En 1940 si les uns collaboraient ou laissaient faire, certains entraient en résistance, d’autres, des femmes, des hommes, anonymes, maîtres d’écoles, conseillers municipaux, ouvrirent leurs portes, offrirent un gîte et un peu de sécurité aux exilés. De simples individus, qui, sans discours, sans idéologie, hors du religieux et du social, considéraient qu’un humain était digne de la seule vertu d’être un homme, ……simplement.
Comme aujourd’hui à Calais et ailleurs, nous devons affirmer bien fort que la solidarité n’est pas un délit.
Nous n’oublierons jamais ce que des hommes ont fait subir à d’autres hommes.
Engageons-nous à expliquer et expliquer encore les mécanismes qui ont portés au pouvoir les systèmes totalitaires, les engrenages qui conduisent à l’horreur, les petites lâchetés, les petits compromis, les petites alliances qui font les grandes catastrophes.
Certains diront « c’était la loi »
ce qui est légal n’est pas forcément juste, ce qui est juste n’est pas forcément légal.

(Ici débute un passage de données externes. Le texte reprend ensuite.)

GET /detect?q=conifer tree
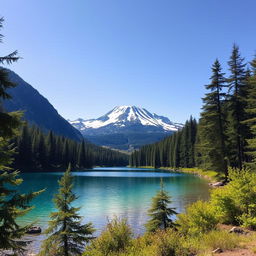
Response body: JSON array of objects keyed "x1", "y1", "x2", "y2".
[
  {"x1": 197, "y1": 60, "x2": 227, "y2": 177},
  {"x1": 245, "y1": 57, "x2": 256, "y2": 168},
  {"x1": 0, "y1": 18, "x2": 41, "y2": 255},
  {"x1": 227, "y1": 45, "x2": 248, "y2": 170},
  {"x1": 145, "y1": 180, "x2": 177, "y2": 232},
  {"x1": 39, "y1": 164, "x2": 94, "y2": 256}
]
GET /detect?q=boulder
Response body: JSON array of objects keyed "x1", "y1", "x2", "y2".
[
  {"x1": 26, "y1": 226, "x2": 42, "y2": 234},
  {"x1": 229, "y1": 227, "x2": 245, "y2": 234},
  {"x1": 210, "y1": 181, "x2": 225, "y2": 188},
  {"x1": 212, "y1": 248, "x2": 223, "y2": 253}
]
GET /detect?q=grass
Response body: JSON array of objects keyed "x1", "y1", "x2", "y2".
[
  {"x1": 136, "y1": 166, "x2": 224, "y2": 182},
  {"x1": 160, "y1": 167, "x2": 224, "y2": 182}
]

Rappelons-nous la Déclaration des droits de l’homme et du citoyen de 1793 qui affirmait déjà :
« Quand le gouvernement viole les droits du peuple, l’insurrection est le plus sacré des droits et le plus indispensable des devoirs »
C’est ce qu’on fait les Résistants français, notamment à Lambesc, contre l’Etat de Vichy et l’occupation nazie.
C’est ce qu’on fait les Résistants allemands en Allemagne contre Hitler
C’est ce qu’on fait les milliers de Résistants allemands en France, engagés aux côtés des Résistants français notamment en Lozère et dans les Cévennes.
C’est ce que nous ferons avec la force et la volonté de nous unir comme l'on fait nos aînés pour éradiquer les injustices, l'ignorance, les intolérances en perpétuant une Mémoire responsable.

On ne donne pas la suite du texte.